How I started paying attention to the medical term "autoimmune" probably had something to do with me Googling up the prescription medicines these not-yet-ready-for-primetime rheumatologists had me taking. In this way I became aware that rheumatoid arthritis is an autoimmune disease.
Researching for the formal me-and-thee-ing (meaning) of "autoimmune" hasn't been much of a priority, and it might not be for a while, if ever. I like to hyphenate words first to find out phonically what the sounds of the various expressions suggest, and then go from there. A surprising number of my own experiments with what the various utterances actually say never get to the formal part.
Right now, it's the "auto" part of autoimmune that attracts my attention. I'm taking it to mean automatic. Like in auto-pilot. The immune system seems to be on auto-pilot from the ti-me it co-me-s into play (conception?) to protect the body from external invasions until the tide turns and it begins to attack what it once protected.

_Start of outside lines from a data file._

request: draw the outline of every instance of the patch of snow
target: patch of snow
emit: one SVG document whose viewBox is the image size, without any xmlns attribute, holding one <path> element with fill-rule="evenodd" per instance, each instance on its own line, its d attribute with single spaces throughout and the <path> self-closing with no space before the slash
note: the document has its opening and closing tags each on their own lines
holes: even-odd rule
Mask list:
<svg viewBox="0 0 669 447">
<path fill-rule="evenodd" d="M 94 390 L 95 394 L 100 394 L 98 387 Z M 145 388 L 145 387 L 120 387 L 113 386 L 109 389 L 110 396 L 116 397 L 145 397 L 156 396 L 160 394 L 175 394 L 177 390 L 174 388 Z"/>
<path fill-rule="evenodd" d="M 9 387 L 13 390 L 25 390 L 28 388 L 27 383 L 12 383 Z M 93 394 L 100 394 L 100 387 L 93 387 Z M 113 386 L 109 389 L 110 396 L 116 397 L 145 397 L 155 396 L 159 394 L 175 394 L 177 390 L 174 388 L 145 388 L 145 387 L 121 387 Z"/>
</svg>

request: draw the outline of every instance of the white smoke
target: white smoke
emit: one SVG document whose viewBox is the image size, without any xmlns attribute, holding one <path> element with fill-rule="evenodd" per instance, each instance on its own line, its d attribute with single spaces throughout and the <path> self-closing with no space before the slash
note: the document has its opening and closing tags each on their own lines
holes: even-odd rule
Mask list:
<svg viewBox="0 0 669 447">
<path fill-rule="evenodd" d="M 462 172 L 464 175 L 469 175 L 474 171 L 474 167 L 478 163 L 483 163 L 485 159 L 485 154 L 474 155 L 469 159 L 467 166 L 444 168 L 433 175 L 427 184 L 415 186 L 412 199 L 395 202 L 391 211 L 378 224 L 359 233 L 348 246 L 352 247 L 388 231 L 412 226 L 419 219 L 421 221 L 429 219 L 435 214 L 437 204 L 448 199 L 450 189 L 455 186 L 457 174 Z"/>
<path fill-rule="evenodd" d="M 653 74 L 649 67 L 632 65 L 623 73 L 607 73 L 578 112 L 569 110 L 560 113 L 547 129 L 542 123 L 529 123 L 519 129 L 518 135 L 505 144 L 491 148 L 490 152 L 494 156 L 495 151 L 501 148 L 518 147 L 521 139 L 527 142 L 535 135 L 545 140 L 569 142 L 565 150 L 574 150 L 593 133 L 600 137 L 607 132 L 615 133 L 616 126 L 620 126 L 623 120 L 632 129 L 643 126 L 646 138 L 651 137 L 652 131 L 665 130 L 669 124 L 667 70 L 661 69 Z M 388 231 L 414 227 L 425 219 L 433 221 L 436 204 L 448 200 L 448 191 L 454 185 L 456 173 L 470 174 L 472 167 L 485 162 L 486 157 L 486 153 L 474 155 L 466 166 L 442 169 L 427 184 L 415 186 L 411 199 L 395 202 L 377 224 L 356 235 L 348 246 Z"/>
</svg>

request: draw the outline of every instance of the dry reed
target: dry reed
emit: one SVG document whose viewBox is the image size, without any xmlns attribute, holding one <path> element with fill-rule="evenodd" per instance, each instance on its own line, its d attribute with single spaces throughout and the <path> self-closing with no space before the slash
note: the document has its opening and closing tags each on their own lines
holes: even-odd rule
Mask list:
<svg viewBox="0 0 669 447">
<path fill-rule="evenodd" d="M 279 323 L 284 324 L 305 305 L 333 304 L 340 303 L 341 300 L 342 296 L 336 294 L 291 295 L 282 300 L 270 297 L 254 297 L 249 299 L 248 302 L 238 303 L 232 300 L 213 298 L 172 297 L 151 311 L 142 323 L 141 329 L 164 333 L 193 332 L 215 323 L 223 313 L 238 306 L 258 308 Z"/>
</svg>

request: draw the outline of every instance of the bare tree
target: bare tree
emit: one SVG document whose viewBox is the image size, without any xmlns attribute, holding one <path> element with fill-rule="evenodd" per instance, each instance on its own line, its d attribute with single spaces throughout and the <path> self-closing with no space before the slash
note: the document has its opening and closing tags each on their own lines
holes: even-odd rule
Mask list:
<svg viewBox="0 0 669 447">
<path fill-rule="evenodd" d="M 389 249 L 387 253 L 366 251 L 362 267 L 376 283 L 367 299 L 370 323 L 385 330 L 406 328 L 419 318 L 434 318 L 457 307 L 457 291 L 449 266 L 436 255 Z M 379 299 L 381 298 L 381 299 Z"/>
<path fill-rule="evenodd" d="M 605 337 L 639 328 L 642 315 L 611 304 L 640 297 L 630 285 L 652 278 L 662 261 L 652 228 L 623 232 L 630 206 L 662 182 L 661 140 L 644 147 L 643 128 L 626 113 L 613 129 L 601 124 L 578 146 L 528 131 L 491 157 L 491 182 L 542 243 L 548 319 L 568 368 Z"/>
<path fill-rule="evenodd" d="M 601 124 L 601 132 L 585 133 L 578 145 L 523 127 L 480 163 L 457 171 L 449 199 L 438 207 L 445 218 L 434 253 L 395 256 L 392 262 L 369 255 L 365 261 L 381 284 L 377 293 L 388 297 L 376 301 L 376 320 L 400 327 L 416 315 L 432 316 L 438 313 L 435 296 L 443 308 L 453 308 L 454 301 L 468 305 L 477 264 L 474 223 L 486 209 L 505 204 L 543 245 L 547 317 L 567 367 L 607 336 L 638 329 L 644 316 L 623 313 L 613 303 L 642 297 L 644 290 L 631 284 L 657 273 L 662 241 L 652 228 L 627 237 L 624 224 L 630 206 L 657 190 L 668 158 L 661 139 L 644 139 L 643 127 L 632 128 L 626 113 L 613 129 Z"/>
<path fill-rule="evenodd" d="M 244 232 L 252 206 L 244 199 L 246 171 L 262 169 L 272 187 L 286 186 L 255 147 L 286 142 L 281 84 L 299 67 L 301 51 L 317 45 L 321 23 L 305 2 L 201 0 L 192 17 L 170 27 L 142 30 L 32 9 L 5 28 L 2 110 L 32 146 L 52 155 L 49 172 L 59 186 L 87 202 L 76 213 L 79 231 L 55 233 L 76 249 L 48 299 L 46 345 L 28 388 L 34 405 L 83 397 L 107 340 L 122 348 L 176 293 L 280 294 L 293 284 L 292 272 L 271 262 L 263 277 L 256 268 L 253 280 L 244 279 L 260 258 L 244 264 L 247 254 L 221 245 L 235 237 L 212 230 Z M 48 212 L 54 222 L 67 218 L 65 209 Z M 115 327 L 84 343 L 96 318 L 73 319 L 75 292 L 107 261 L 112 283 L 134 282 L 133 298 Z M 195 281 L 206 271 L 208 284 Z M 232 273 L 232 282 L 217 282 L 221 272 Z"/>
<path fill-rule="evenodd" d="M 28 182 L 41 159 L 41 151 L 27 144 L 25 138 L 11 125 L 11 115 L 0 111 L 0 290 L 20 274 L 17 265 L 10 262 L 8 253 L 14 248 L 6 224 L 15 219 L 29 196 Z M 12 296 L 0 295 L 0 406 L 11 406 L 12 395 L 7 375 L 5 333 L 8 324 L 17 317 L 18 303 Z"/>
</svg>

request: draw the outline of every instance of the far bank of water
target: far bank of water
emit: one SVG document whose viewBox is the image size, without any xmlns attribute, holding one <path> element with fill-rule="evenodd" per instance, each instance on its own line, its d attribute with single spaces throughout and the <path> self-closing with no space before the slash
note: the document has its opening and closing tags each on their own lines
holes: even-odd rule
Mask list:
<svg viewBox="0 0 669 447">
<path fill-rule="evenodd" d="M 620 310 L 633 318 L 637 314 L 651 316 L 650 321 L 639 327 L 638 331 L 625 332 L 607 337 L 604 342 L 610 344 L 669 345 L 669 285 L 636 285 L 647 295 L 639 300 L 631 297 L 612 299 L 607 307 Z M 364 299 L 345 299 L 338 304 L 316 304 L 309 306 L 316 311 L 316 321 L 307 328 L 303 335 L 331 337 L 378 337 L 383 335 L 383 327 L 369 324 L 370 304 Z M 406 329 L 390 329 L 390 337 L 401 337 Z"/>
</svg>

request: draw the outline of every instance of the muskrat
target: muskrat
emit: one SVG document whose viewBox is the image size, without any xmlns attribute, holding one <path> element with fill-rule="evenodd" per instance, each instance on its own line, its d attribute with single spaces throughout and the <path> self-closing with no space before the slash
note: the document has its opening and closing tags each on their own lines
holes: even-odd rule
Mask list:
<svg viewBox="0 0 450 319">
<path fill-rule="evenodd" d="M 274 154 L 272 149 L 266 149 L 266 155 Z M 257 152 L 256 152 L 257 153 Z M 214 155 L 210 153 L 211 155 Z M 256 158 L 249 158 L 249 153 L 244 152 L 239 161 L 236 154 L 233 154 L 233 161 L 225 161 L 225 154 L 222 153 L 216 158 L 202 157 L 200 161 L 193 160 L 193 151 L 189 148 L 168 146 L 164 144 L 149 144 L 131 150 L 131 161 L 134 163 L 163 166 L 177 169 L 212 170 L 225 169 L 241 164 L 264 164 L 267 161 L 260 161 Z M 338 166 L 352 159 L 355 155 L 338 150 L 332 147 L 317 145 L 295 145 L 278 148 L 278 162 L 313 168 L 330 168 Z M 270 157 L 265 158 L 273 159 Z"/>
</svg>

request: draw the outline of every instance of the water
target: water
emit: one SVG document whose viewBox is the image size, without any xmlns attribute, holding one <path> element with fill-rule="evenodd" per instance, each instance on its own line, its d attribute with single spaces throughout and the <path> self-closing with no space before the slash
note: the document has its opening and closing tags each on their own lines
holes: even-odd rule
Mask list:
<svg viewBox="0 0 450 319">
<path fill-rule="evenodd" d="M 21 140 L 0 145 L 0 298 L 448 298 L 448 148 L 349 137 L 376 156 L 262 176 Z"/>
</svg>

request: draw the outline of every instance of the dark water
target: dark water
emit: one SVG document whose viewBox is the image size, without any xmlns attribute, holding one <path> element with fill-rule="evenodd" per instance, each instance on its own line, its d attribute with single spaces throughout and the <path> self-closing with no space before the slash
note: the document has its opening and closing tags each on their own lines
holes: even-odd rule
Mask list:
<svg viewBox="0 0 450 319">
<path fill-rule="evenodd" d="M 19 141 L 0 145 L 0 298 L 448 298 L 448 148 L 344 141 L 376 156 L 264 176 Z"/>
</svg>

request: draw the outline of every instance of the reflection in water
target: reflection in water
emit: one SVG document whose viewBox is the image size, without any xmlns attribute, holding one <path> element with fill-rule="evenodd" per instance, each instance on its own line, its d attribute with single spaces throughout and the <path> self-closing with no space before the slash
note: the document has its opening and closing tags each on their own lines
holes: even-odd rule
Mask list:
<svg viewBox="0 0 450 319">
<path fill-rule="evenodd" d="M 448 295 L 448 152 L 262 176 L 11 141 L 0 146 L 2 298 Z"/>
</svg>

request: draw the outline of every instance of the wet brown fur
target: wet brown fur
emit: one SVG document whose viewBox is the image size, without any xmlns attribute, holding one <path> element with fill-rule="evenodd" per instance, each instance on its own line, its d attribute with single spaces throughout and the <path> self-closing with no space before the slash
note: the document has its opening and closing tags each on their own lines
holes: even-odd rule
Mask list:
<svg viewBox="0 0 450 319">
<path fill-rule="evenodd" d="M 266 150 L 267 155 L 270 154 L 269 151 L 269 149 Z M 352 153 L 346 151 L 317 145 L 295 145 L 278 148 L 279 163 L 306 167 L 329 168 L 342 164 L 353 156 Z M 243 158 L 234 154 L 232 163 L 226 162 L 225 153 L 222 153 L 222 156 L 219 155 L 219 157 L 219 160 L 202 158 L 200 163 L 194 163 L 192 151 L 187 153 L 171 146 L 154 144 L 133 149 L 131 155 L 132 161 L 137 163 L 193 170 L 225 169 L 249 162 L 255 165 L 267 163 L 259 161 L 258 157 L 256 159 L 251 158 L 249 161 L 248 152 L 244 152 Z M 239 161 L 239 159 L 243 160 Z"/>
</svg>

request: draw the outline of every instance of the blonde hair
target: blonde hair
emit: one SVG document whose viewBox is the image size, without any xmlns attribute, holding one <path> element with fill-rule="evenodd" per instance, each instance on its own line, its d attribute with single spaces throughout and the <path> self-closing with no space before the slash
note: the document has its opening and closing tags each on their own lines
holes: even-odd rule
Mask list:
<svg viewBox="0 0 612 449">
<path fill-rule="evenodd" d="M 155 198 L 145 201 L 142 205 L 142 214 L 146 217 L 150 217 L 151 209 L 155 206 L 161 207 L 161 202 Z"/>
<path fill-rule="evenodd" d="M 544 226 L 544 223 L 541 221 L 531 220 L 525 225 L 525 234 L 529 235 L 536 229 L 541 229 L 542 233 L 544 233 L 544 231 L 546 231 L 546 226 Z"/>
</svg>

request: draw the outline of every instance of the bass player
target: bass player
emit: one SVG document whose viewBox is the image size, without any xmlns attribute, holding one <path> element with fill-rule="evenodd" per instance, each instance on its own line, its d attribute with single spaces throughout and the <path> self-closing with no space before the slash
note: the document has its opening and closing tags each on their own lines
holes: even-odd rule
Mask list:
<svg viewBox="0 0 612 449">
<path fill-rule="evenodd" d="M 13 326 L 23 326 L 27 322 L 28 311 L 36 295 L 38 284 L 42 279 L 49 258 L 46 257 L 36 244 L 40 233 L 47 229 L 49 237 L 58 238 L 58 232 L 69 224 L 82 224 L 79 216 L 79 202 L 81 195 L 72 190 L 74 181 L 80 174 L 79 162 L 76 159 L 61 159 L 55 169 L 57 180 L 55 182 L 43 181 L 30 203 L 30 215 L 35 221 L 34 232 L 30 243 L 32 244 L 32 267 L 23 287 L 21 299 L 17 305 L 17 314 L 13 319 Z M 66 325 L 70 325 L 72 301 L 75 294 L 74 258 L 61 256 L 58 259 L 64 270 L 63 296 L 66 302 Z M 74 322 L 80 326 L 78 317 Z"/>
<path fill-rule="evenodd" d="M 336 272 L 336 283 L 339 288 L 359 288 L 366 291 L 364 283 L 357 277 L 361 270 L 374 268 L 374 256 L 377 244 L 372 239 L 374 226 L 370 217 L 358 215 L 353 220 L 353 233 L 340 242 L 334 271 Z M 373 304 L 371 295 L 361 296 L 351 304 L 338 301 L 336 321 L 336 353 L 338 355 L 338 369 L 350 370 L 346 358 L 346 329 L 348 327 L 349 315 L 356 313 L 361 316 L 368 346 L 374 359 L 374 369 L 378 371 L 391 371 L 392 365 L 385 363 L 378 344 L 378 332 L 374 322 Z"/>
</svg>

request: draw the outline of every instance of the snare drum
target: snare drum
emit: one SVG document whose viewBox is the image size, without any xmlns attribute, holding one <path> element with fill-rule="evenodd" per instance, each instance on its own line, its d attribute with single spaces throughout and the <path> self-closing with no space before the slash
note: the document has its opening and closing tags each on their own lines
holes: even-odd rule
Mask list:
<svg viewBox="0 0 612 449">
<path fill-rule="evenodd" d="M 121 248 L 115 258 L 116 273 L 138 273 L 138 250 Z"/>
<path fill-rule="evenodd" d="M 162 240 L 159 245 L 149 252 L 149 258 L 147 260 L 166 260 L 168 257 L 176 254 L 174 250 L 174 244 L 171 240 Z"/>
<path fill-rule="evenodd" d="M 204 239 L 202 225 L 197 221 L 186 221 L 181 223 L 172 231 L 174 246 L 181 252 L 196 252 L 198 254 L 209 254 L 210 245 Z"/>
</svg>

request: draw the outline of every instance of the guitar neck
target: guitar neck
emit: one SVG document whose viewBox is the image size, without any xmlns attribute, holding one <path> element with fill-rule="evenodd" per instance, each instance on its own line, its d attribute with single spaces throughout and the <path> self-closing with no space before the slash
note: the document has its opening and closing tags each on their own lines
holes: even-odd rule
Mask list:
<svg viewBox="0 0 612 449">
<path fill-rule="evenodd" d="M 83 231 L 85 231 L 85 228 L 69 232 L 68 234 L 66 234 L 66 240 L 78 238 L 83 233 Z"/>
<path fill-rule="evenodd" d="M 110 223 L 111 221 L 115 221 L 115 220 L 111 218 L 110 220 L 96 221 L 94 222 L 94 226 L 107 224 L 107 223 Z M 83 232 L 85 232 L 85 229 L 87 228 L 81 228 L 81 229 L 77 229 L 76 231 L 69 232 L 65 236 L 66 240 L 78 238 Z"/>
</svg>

The immune system first protects and defends the human body, and then turns on it like rats deserting a sinking ship. The "auto" part of autoimmune appears to signify that traitorous act happens automatically and not because the inhabitant of the body did anything specifically right or wrong to induce the immune systems behavior.
My disclaimer is especially important in regard to this topic. I'm not trying to tell the God's own truth in writing about autoimmune diseases. Frankly, I don't really wanna know all the gory details. I'm attempting to capture the drifting thoughts that seem relevant to my specific reactions to what's going on with the aches and pains I am is hosting.
Diabetes and certain heart problems are considered autoimmune diseases. I don't remember all of them. Autoimmune diseases are incurable. According to which direction the genetic history takes is how the body will eventually croak. I'll probably write about autoimmune diseases until I grok them rather thoroughly, or not.